EX冒険者の成長記

光井ヒロト

王国へ

「あの少年は一体何者なんだ…」
クレイはギルドマスターの指示によって少年を探しに来ていた。それから20~30分アバの森周辺を探すと、クレイは一つの小屋を見つけた。
「こんな森の奧に家があるとは…何か知っているか聞いてみよう!」
クレイは小屋のドアをノックした。すると中から返事が返ってきて、ドアが開いた。そこから顔を出したのは間違いなくあの少年だった。思わずクレイは
「君がさっき魔物を倒し奴だろう!一緒に来てくれないか!!」
少年は困惑した表情を浮かべて、
「ど、どうしたんですか?とりあえず中にどうぞ」
「あ、あぁ、すまない」
それからクレイは少年が危機を救ってくれたことを話し、もう一度来てけれないか、と頼んだ。少年は王都に憧れていたこともあってか快く快諾した。それからクレイと少年は一緒に王都へと向かった。道中、数体のウルフが襲ってきたが、少年は瞬殺した。
(やはりただ者じゃない)
クレイはそんなことを思いながら王都へと向かった。王都に入るとき少年が
「僕お金持ってないんですけど入れますか?」
と、困った顔で聞いてきた。それに対しクレイは
「大丈夫だ!俺にまかせておけ!!ちょっとまってろ」
そう言ってクレイはどこかへ走っていって
、すぐに帰ってきた。
「話はつけてきた。ギルドへ行くぞ!」
「ありがとうございます」
「おう!」
そんなやり取りをしながら門をくぐって行った。少年は王城やたくさんの建物が並ぶ道を見て、目を輝かせていた。
「これが王都か…大きい…」
「王都に来るのは初めてか?なら今度、案内してやるよ!」
「はい!ありがとうございます!!」
「まぁ先ず先にギルドへ行くぞ!」
「はい!」
二人はギルドに向かってあるいていった。
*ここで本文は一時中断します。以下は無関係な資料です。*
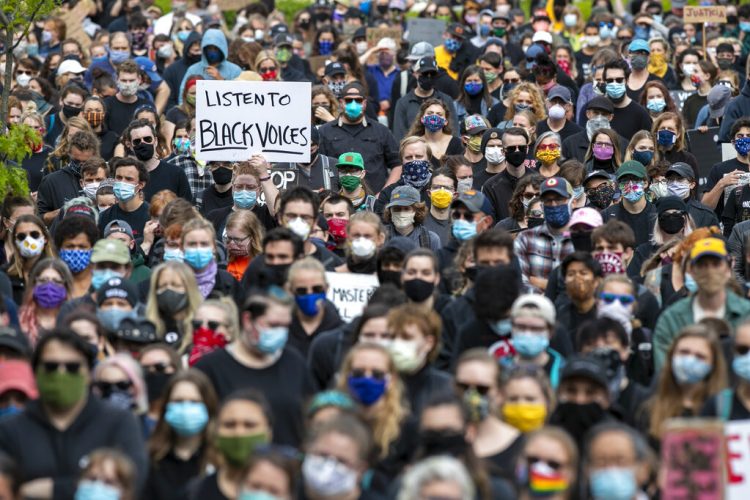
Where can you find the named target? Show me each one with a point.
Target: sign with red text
(237, 119)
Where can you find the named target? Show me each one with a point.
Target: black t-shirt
(137, 218)
(286, 384)
(212, 200)
(120, 114)
(167, 176)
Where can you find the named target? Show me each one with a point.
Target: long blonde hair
(667, 402)
(391, 410)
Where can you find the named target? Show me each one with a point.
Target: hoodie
(176, 71)
(228, 70)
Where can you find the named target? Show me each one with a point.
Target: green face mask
(350, 182)
(238, 449)
(60, 390)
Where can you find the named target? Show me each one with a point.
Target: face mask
(463, 230)
(367, 390)
(613, 483)
(60, 390)
(187, 418)
(174, 254)
(30, 247)
(742, 146)
(529, 345)
(237, 450)
(632, 191)
(128, 89)
(616, 91)
(49, 295)
(100, 276)
(199, 258)
(433, 123)
(299, 227)
(326, 477)
(525, 417)
(687, 369)
(96, 490)
(595, 124)
(494, 155)
(76, 260)
(557, 216)
(245, 199)
(353, 110)
(124, 191)
(603, 153)
(143, 151)
(309, 303)
(464, 184)
(643, 157)
(548, 156)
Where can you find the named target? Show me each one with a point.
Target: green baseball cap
(351, 160)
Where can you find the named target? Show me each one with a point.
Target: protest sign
(708, 14)
(737, 434)
(692, 463)
(350, 292)
(425, 30)
(236, 119)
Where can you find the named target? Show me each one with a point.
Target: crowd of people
(559, 275)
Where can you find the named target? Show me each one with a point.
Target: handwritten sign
(237, 119)
(350, 292)
(712, 14)
(692, 460)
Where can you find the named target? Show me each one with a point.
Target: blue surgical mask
(245, 199)
(199, 258)
(613, 483)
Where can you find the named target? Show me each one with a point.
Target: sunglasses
(147, 140)
(33, 234)
(609, 298)
(54, 366)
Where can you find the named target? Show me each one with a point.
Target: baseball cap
(682, 169)
(420, 50)
(631, 167)
(110, 250)
(351, 160)
(585, 367)
(586, 216)
(708, 247)
(718, 97)
(70, 66)
(118, 226)
(560, 92)
(556, 185)
(639, 44)
(534, 305)
(601, 103)
(425, 64)
(17, 375)
(475, 124)
(404, 196)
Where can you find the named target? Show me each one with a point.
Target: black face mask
(418, 290)
(222, 175)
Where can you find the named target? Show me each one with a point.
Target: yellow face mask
(525, 417)
(441, 198)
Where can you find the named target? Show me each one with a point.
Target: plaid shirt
(199, 177)
(539, 251)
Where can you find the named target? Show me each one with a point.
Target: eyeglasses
(212, 325)
(33, 234)
(54, 366)
(609, 298)
(481, 389)
(147, 140)
(312, 289)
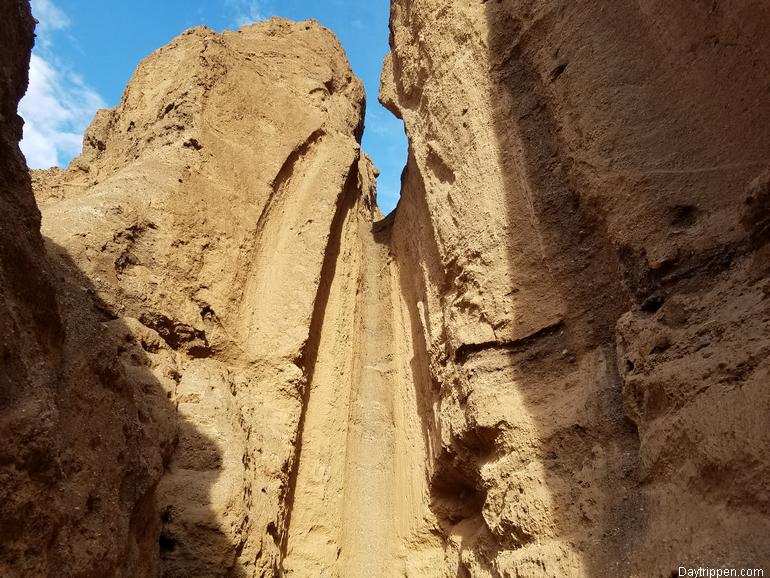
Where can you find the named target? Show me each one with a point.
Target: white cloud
(247, 11)
(58, 105)
(49, 16)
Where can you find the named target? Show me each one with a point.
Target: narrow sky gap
(86, 52)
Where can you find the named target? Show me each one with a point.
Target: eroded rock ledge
(550, 360)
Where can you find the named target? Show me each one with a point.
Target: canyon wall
(585, 214)
(220, 359)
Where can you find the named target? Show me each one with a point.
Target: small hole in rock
(166, 543)
(683, 216)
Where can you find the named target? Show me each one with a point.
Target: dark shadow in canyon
(128, 402)
(590, 465)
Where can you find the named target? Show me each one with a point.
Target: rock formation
(550, 360)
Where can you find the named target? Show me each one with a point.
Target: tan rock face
(550, 360)
(580, 177)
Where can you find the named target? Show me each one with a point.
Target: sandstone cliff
(585, 211)
(550, 360)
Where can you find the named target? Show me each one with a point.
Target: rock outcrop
(84, 431)
(583, 230)
(550, 360)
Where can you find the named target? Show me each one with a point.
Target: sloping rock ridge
(219, 359)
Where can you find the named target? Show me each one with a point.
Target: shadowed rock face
(550, 360)
(576, 207)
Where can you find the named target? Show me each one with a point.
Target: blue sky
(86, 51)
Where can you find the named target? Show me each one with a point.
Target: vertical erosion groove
(346, 203)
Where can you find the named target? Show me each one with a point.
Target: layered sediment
(220, 359)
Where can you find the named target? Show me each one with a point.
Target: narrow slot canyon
(220, 359)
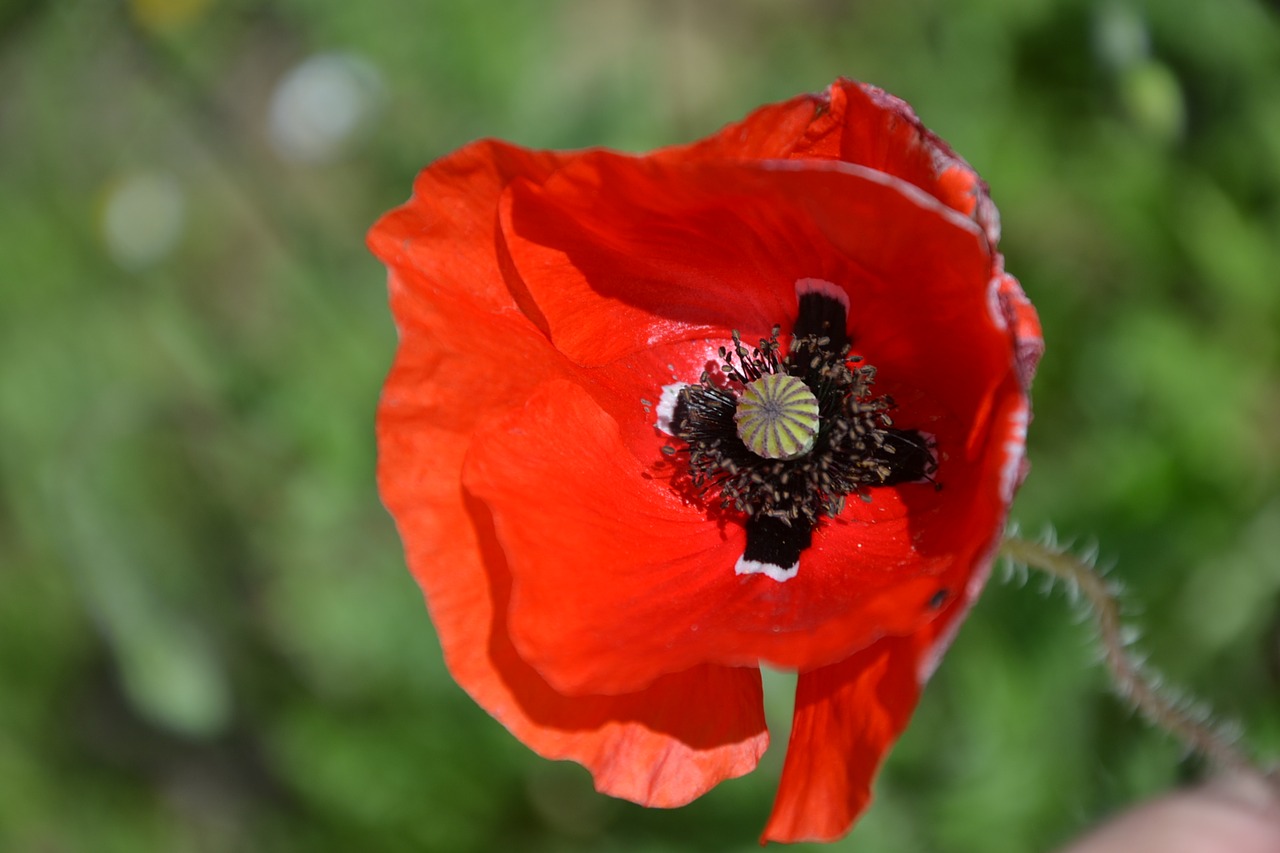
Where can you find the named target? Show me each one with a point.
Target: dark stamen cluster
(855, 447)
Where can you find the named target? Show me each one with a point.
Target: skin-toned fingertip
(1235, 813)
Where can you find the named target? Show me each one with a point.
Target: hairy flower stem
(1130, 680)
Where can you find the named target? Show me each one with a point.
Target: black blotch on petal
(822, 315)
(773, 541)
(909, 456)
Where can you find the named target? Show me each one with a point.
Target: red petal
(848, 715)
(467, 352)
(617, 582)
(867, 126)
(620, 252)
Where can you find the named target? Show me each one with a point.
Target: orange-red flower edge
(551, 309)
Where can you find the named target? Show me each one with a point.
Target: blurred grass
(208, 639)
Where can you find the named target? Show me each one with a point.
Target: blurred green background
(208, 638)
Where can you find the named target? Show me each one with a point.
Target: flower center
(785, 439)
(777, 416)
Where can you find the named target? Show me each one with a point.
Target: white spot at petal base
(781, 574)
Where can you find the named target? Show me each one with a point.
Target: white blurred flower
(320, 105)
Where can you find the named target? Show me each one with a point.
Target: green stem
(1130, 680)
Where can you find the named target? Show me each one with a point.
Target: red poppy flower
(615, 523)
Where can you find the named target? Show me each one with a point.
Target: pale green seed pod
(777, 416)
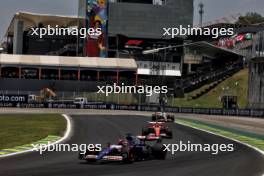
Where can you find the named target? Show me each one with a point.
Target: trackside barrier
(207, 111)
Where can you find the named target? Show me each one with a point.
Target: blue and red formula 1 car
(163, 117)
(156, 130)
(127, 150)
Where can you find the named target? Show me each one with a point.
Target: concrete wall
(256, 83)
(147, 20)
(59, 86)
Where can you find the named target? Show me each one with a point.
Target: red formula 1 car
(156, 130)
(163, 117)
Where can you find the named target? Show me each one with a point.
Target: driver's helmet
(129, 138)
(122, 142)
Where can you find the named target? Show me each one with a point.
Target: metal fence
(153, 108)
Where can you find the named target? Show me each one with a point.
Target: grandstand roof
(33, 19)
(211, 50)
(61, 61)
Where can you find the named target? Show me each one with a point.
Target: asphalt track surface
(102, 129)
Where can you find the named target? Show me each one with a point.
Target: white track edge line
(248, 145)
(66, 135)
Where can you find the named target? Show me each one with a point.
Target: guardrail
(207, 111)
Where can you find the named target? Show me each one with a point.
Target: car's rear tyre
(128, 157)
(158, 152)
(145, 132)
(154, 118)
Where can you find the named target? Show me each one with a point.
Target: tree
(250, 18)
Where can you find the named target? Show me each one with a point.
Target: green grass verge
(17, 130)
(212, 98)
(245, 137)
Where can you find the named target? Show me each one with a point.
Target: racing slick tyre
(169, 134)
(158, 152)
(153, 118)
(172, 118)
(145, 132)
(128, 157)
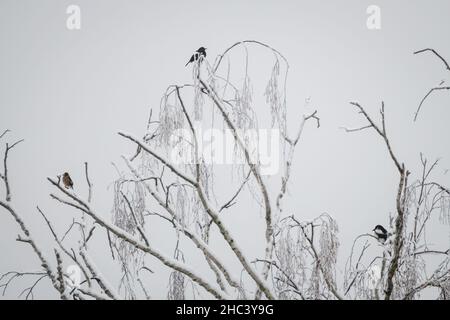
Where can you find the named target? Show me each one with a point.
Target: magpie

「なんか、ざわついてますね」
それもそのはず少年の容姿は、整った顔立ちに銀髪、そして碧と蒼のオッドアイ。百人中百人がイケメンだと答えるぐらいの容姿だ。周りがザワつくのもしょうがない。それを悟ったクレイは、
「あ、あぁ。そうだな…」
と、言った。ギルドに着きクレイはカウンターにいる受付嬢に声をかけた。
「ギルマスはいるか?」
「はい、少々お待ちください」
そして受付嬢はどこかにいってしまった。数分後、受付嬢が、
「ギルドマスターがお会いになります。こちらへどうぞ」
そのままギルドマスターがいる部屋に連れて行ってもらった。
「お掛けください」
受付嬢はクレイと少年の前に紅茶をおいて出ていった。それからギルドマスターが入ってきて。
「おぉ、その少年が例の…はじめまして私がサイリア王国ギルドマスターのオッドだ。よろしくたのむ。さて君、名前を教えてくれないか?」
少年は少し困った表情をして、
「物心がついたときから森にいて名前がないんです」
「それは本当か?この国では、子どもを捨てることを禁止しているのだが…親の顔は覚えているか?」
「まぁはい、なんとなくですけど…」
「そうか…分かった。まぁ今はいい。これから王城にいくぞ?陛下からお前を連れてくるように言われてたのだ」
「い、今からですか?分かりました。ついていけばいいんですね?」
「あぁ、では行くぞ?」
「はい」
そうして、少年とギルドマスターは王城に向かった。